Late last year, fears were high that Congress would cut the federal plug-in electric car tax credit. That credit gave buyers of EVs an incentive of up to $7,500 depending on the vehicle and the battery capacity.

That tax credit survived, but several other credits that helped alternative technology buyers were still on the block.

In passing the $400-billion budget bill early Friday morning, Congress added back in some of those tax credits, ones that make it more affordable to buy and own EVs and fuel-cell vehicles.

SEE ALSO: What Happens When GM, Tesla Hit EV Tax Credit Cap This Year?
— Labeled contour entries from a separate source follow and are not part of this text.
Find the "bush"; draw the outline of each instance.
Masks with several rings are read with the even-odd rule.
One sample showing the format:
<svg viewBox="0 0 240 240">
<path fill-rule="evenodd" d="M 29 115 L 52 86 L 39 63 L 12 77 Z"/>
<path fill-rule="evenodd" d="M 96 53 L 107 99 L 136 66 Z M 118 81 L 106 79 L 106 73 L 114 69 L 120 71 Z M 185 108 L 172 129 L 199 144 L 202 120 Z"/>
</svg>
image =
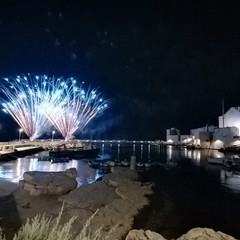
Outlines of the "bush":
<svg viewBox="0 0 240 240">
<path fill-rule="evenodd" d="M 77 217 L 72 217 L 68 222 L 60 224 L 63 207 L 55 220 L 46 218 L 45 215 L 37 215 L 33 219 L 27 219 L 26 223 L 14 235 L 13 240 L 102 240 L 101 230 L 91 232 L 89 226 L 98 210 L 87 220 L 81 232 L 76 236 L 72 232 L 72 225 Z M 106 239 L 106 238 L 105 238 Z M 0 240 L 5 240 L 0 228 Z"/>
</svg>

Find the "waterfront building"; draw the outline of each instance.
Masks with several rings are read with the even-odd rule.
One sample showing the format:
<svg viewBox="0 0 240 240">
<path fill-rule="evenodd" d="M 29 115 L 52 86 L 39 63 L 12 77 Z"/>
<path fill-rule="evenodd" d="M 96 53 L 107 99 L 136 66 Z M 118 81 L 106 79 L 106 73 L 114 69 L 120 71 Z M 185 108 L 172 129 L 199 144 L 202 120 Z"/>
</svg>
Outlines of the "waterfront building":
<svg viewBox="0 0 240 240">
<path fill-rule="evenodd" d="M 180 135 L 180 130 L 167 129 L 169 144 L 188 144 L 195 147 L 220 149 L 240 146 L 240 107 L 231 107 L 218 117 L 218 126 L 204 126 L 190 130 L 190 135 Z"/>
</svg>

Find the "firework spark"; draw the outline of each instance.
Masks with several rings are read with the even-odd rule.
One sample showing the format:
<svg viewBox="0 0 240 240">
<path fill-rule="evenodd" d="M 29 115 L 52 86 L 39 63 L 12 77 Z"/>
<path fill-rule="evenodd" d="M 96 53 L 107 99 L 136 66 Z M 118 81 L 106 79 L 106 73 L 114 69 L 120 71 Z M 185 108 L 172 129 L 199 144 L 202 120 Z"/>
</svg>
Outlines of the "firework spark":
<svg viewBox="0 0 240 240">
<path fill-rule="evenodd" d="M 53 125 L 68 140 L 108 106 L 97 90 L 85 92 L 69 78 L 29 75 L 5 78 L 1 86 L 7 101 L 4 111 L 10 114 L 31 140 L 39 138 Z"/>
</svg>

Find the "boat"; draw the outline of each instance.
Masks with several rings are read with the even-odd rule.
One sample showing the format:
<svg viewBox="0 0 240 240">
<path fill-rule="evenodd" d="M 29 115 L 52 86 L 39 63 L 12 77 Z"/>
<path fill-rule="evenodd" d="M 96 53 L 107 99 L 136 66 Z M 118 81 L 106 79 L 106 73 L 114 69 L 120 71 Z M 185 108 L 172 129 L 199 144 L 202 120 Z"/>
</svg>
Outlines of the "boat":
<svg viewBox="0 0 240 240">
<path fill-rule="evenodd" d="M 218 165 L 226 165 L 226 164 L 232 163 L 232 159 L 227 157 L 220 157 L 220 158 L 208 157 L 207 160 L 208 160 L 208 163 L 210 164 L 218 164 Z"/>
<path fill-rule="evenodd" d="M 127 159 L 124 159 L 123 161 L 121 161 L 121 165 L 124 167 L 128 167 L 128 166 L 130 166 L 130 162 L 127 161 Z"/>
<path fill-rule="evenodd" d="M 69 157 L 71 159 L 95 158 L 98 156 L 100 148 L 94 145 L 81 147 L 58 147 L 49 151 L 49 157 Z"/>
<path fill-rule="evenodd" d="M 233 145 L 233 146 L 229 146 L 229 147 L 225 147 L 225 148 L 220 148 L 218 149 L 219 152 L 223 152 L 223 153 L 240 153 L 240 147 Z"/>
<path fill-rule="evenodd" d="M 69 157 L 60 157 L 60 158 L 54 158 L 54 157 L 49 157 L 48 161 L 52 163 L 65 163 L 69 162 L 71 159 Z"/>
<path fill-rule="evenodd" d="M 100 168 L 101 167 L 101 162 L 100 161 L 95 161 L 95 160 L 89 160 L 88 161 L 88 166 L 91 168 Z"/>
<path fill-rule="evenodd" d="M 238 155 L 226 156 L 220 158 L 208 157 L 208 163 L 220 165 L 240 165 L 240 157 Z"/>
</svg>

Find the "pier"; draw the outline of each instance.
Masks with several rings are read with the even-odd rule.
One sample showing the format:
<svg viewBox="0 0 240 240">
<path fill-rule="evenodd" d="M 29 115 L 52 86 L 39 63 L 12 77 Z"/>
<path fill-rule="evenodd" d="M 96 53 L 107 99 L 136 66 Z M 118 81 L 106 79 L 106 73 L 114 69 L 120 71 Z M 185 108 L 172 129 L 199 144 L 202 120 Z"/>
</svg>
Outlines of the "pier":
<svg viewBox="0 0 240 240">
<path fill-rule="evenodd" d="M 140 140 L 90 140 L 90 139 L 37 139 L 35 141 L 21 140 L 21 141 L 10 141 L 10 142 L 0 142 L 0 153 L 14 152 L 15 150 L 25 150 L 36 147 L 41 147 L 44 149 L 55 148 L 62 144 L 76 144 L 76 143 L 99 143 L 99 144 L 152 144 L 159 145 L 160 141 L 140 141 Z"/>
</svg>

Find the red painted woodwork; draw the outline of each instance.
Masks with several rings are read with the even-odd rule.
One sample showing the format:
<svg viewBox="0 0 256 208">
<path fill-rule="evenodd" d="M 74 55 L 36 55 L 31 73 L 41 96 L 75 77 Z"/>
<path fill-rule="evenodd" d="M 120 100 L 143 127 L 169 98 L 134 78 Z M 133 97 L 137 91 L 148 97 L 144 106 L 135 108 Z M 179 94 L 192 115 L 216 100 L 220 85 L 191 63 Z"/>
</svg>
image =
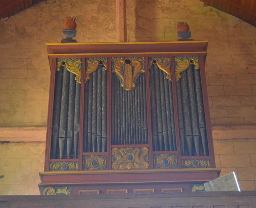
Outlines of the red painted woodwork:
<svg viewBox="0 0 256 208">
<path fill-rule="evenodd" d="M 49 112 L 47 122 L 45 172 L 40 173 L 41 183 L 40 187 L 49 186 L 69 186 L 71 194 L 78 194 L 79 190 L 85 189 L 94 190 L 95 186 L 102 192 L 108 189 L 107 185 L 118 186 L 118 189 L 131 190 L 136 184 L 138 189 L 143 188 L 145 184 L 148 189 L 160 190 L 166 187 L 176 188 L 182 187 L 184 190 L 189 190 L 191 183 L 200 183 L 217 177 L 220 170 L 216 168 L 212 140 L 209 104 L 207 99 L 204 63 L 206 58 L 208 42 L 200 41 L 180 41 L 158 43 L 50 43 L 47 44 L 51 70 L 51 83 L 49 97 Z M 176 85 L 172 82 L 172 94 L 177 150 L 175 151 L 153 151 L 151 130 L 151 109 L 148 58 L 168 57 L 170 58 L 172 79 L 175 80 L 173 57 L 175 56 L 196 56 L 198 57 L 204 110 L 208 139 L 209 156 L 182 157 L 179 144 L 178 125 L 178 107 Z M 79 121 L 79 147 L 78 158 L 77 159 L 50 159 L 52 123 L 54 100 L 54 88 L 56 59 L 65 58 L 82 58 L 82 80 L 85 77 L 86 59 L 89 58 L 107 58 L 107 99 L 111 99 L 111 70 L 112 57 L 144 57 L 146 82 L 146 98 L 148 144 L 111 145 L 111 107 L 107 105 L 107 152 L 83 152 L 83 132 L 84 92 L 87 89 L 83 82 L 80 94 L 80 116 Z M 111 170 L 111 149 L 113 147 L 147 147 L 149 149 L 149 167 L 145 170 Z M 154 154 L 175 154 L 177 155 L 178 167 L 170 169 L 154 169 L 153 164 Z M 83 171 L 83 155 L 107 155 L 107 169 Z M 209 159 L 210 167 L 200 168 L 182 168 L 182 159 Z M 50 162 L 78 162 L 78 170 L 70 171 L 52 171 L 49 170 Z M 109 185 L 107 185 L 109 184 Z M 177 185 L 178 184 L 178 185 Z M 167 186 L 167 187 L 166 187 Z M 189 188 L 188 187 L 189 187 Z M 73 191 L 72 190 L 75 190 Z"/>
</svg>

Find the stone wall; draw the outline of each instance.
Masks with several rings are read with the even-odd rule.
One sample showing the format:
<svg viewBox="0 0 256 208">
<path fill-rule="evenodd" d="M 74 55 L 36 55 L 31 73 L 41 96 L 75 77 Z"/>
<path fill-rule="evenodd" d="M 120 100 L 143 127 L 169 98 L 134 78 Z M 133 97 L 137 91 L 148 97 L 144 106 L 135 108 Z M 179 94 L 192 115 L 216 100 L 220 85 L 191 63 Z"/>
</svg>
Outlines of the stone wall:
<svg viewBox="0 0 256 208">
<path fill-rule="evenodd" d="M 114 42 L 115 0 L 48 0 L 0 21 L 0 126 L 45 125 L 49 70 L 45 43 L 67 16 L 79 42 Z M 206 71 L 213 125 L 256 123 L 256 27 L 198 0 L 127 0 L 129 41 L 177 40 L 187 22 L 209 41 Z"/>
</svg>

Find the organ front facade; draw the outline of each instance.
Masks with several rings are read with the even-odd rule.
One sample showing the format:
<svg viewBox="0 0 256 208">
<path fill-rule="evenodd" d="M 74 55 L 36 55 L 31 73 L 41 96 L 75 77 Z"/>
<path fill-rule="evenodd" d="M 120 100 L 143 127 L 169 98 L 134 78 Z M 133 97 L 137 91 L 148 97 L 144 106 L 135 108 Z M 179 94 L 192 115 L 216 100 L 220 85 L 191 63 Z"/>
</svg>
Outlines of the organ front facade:
<svg viewBox="0 0 256 208">
<path fill-rule="evenodd" d="M 207 41 L 49 43 L 41 194 L 203 190 L 217 177 Z"/>
</svg>

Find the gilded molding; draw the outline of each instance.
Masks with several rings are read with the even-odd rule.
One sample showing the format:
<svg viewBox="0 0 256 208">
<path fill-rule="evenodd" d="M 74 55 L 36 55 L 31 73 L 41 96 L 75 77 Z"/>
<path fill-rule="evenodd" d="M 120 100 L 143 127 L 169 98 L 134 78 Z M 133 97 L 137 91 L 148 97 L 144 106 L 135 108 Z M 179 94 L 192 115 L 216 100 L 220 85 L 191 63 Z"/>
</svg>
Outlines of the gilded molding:
<svg viewBox="0 0 256 208">
<path fill-rule="evenodd" d="M 172 81 L 170 58 L 168 57 L 153 57 L 149 58 L 149 68 L 153 65 L 156 64 L 159 69 L 166 73 L 166 78 Z"/>
<path fill-rule="evenodd" d="M 75 80 L 81 84 L 81 59 L 58 59 L 57 62 L 56 70 L 59 71 L 61 67 L 66 67 L 67 70 L 76 75 Z"/>
<path fill-rule="evenodd" d="M 51 162 L 50 171 L 76 171 L 78 170 L 78 162 Z"/>
<path fill-rule="evenodd" d="M 107 169 L 107 155 L 83 155 L 83 169 L 84 170 Z"/>
<path fill-rule="evenodd" d="M 115 73 L 122 82 L 121 86 L 130 91 L 136 87 L 135 82 L 139 75 L 145 73 L 145 58 L 112 58 L 115 63 L 112 72 Z"/>
<path fill-rule="evenodd" d="M 198 69 L 199 68 L 199 63 L 197 57 L 174 57 L 174 63 L 175 66 L 175 79 L 176 81 L 181 78 L 180 73 L 187 69 L 190 65 L 194 65 L 195 69 Z"/>
<path fill-rule="evenodd" d="M 46 188 L 44 190 L 43 194 L 44 195 L 53 195 L 58 194 L 69 195 L 70 194 L 70 188 L 66 187 L 64 189 L 58 189 L 52 187 Z"/>
<path fill-rule="evenodd" d="M 183 167 L 210 167 L 210 160 L 208 159 L 183 159 L 181 160 Z"/>
<path fill-rule="evenodd" d="M 148 168 L 148 149 L 147 147 L 113 148 L 111 153 L 113 169 Z"/>
<path fill-rule="evenodd" d="M 205 191 L 203 184 L 191 184 L 191 192 L 201 192 Z"/>
<path fill-rule="evenodd" d="M 154 154 L 154 168 L 169 168 L 178 167 L 177 155 Z"/>
</svg>

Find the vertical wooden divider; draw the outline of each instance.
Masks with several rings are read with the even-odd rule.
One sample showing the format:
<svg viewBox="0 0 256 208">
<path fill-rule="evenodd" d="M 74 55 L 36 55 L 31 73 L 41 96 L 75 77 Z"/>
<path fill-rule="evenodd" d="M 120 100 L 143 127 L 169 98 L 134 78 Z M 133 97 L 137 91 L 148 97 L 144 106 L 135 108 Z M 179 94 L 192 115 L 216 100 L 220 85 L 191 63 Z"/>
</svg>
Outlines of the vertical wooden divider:
<svg viewBox="0 0 256 208">
<path fill-rule="evenodd" d="M 171 64 L 171 73 L 172 78 L 172 99 L 173 102 L 173 112 L 174 113 L 174 124 L 175 127 L 175 136 L 177 151 L 178 152 L 178 163 L 179 168 L 182 167 L 181 165 L 181 153 L 180 144 L 179 129 L 179 119 L 178 115 L 178 104 L 177 103 L 177 95 L 176 89 L 176 79 L 175 79 L 175 70 L 173 59 L 174 57 L 170 57 Z"/>
<path fill-rule="evenodd" d="M 150 106 L 150 86 L 149 86 L 149 69 L 148 57 L 145 57 L 145 73 L 146 81 L 146 99 L 147 114 L 148 123 L 148 154 L 149 168 L 154 168 L 153 163 L 153 147 L 152 142 L 152 130 L 151 129 L 151 111 Z"/>
<path fill-rule="evenodd" d="M 111 170 L 111 57 L 108 57 L 107 141 L 108 170 Z"/>
<path fill-rule="evenodd" d="M 209 103 L 208 101 L 208 95 L 206 87 L 206 80 L 204 71 L 204 62 L 202 56 L 199 56 L 198 59 L 199 61 L 199 70 L 200 70 L 201 86 L 203 94 L 204 118 L 206 125 L 206 135 L 207 136 L 208 149 L 209 151 L 209 156 L 210 156 L 210 166 L 211 167 L 216 167 L 212 135 L 211 132 L 211 120 L 209 110 Z"/>
<path fill-rule="evenodd" d="M 50 169 L 51 159 L 51 148 L 52 141 L 52 125 L 53 114 L 53 104 L 54 101 L 54 85 L 55 74 L 56 71 L 56 59 L 50 58 L 49 62 L 52 66 L 51 71 L 50 90 L 49 93 L 48 114 L 47 119 L 47 131 L 46 131 L 46 142 L 45 146 L 45 171 L 49 171 Z"/>
<path fill-rule="evenodd" d="M 80 112 L 79 118 L 79 141 L 78 145 L 78 170 L 83 170 L 83 140 L 84 136 L 84 103 L 85 77 L 85 76 L 86 58 L 82 59 L 81 90 L 80 92 Z M 85 101 L 85 102 L 87 101 Z"/>
</svg>

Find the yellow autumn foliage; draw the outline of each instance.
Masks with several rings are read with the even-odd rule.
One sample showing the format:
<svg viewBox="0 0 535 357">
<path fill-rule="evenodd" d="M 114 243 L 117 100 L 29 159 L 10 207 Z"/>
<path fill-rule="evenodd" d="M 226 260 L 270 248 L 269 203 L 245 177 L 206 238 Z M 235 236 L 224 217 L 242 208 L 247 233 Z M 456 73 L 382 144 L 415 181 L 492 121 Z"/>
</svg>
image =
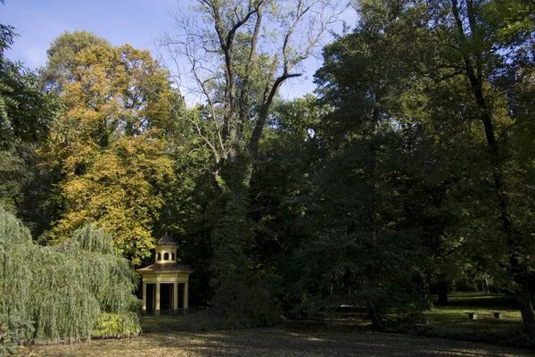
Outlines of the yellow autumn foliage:
<svg viewBox="0 0 535 357">
<path fill-rule="evenodd" d="M 166 133 L 179 95 L 149 52 L 129 45 L 92 48 L 77 63 L 75 81 L 65 86 L 65 110 L 40 152 L 45 165 L 62 176 L 54 197 L 62 215 L 51 240 L 96 222 L 136 264 L 150 254 L 161 190 L 174 179 Z"/>
</svg>

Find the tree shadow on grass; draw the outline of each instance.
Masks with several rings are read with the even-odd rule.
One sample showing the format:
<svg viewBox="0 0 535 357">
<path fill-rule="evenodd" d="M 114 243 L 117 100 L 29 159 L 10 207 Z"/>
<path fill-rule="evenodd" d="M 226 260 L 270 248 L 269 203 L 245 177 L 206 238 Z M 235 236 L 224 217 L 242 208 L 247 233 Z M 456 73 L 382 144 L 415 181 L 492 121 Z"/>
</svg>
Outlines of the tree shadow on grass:
<svg viewBox="0 0 535 357">
<path fill-rule="evenodd" d="M 176 332 L 152 335 L 169 351 L 202 356 L 527 356 L 482 344 L 381 333 L 303 333 L 268 328 L 233 331 Z M 189 354 L 188 354 L 189 353 Z"/>
</svg>

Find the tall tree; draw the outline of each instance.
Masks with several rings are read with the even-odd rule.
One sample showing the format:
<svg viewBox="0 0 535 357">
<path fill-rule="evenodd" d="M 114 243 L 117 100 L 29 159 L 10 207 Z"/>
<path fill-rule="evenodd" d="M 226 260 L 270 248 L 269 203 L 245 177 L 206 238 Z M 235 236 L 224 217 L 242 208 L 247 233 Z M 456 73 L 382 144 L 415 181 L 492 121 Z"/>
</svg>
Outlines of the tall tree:
<svg viewBox="0 0 535 357">
<path fill-rule="evenodd" d="M 260 137 L 278 89 L 301 76 L 300 64 L 337 9 L 317 0 L 200 0 L 193 10 L 175 17 L 178 31 L 165 35 L 161 46 L 173 58 L 188 61 L 207 102 L 209 135 L 193 124 L 210 151 L 219 190 L 212 211 L 218 219 L 211 229 L 212 283 L 218 286 L 226 278 L 247 279 L 249 187 Z M 276 30 L 266 32 L 267 26 Z"/>
<path fill-rule="evenodd" d="M 97 46 L 111 48 L 110 42 L 92 32 L 65 31 L 58 36 L 46 50 L 46 64 L 39 69 L 43 87 L 57 94 L 62 93 L 65 85 L 74 81 L 78 54 Z"/>
<path fill-rule="evenodd" d="M 478 150 L 474 158 L 484 170 L 479 174 L 470 173 L 473 182 L 477 182 L 476 187 L 487 188 L 487 195 L 480 196 L 481 204 L 477 208 L 480 217 L 490 220 L 486 220 L 487 224 L 482 220 L 480 223 L 495 237 L 493 245 L 505 243 L 501 251 L 507 252 L 509 276 L 517 286 L 523 320 L 526 328 L 534 331 L 535 316 L 529 286 L 532 262 L 523 248 L 529 246 L 532 238 L 526 225 L 529 216 L 513 214 L 519 201 L 511 190 L 513 182 L 520 177 L 511 175 L 514 171 L 507 169 L 510 162 L 505 140 L 509 137 L 514 141 L 508 128 L 516 119 L 507 110 L 506 90 L 500 87 L 498 80 L 514 67 L 516 54 L 532 41 L 535 29 L 532 2 L 360 1 L 358 4 L 361 13 L 367 13 L 370 21 L 384 13 L 384 9 L 395 14 L 392 18 L 398 24 L 395 35 L 404 44 L 406 54 L 399 56 L 400 71 L 436 82 L 454 79 L 463 84 L 457 90 L 465 97 L 463 102 L 465 110 L 458 114 L 467 122 L 479 124 L 473 143 L 483 149 Z M 497 223 L 498 230 L 495 230 Z"/>
<path fill-rule="evenodd" d="M 148 51 L 125 45 L 80 53 L 62 98 L 66 110 L 41 151 L 62 174 L 54 199 L 63 211 L 48 239 L 95 221 L 138 264 L 150 255 L 161 189 L 174 179 L 165 135 L 179 96 Z"/>
<path fill-rule="evenodd" d="M 35 73 L 5 57 L 15 37 L 13 28 L 0 24 L 0 203 L 21 213 L 25 187 L 36 173 L 34 151 L 58 106 L 39 89 Z"/>
</svg>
The tax credit that gave an incentive to install at-home electric car charging stations got a one-year extension. That means that individual and joint filers who installed a charging station in 2017 can claim 30 percent of that cost, up to a maximum of $1,000. The Senate had continued the credit for two years, but the final version was for just one. Expect that to mean more lobbying for another extension at the end of this year.

A credit for electric motorcycles and electric three-wheeled vehicles was also extended. That credit allows for buyers of those vehicles to claim 10 percent of the purchase price, up to $2,500.

Finally, buyers of hydrogen fuel-cell powered vehicles had their up to $4,000 credit extended for another year.

Extending tax credits retroactively rewards buyers who took a risk on EVs or fuel-cell vehicles. For buyers for whom the tax incentives can mean the difference between purchasing an EV or an internal combustion-powered car, the credit can arrive too late and with too much uncertainty to convince buyers to make the jump to electric.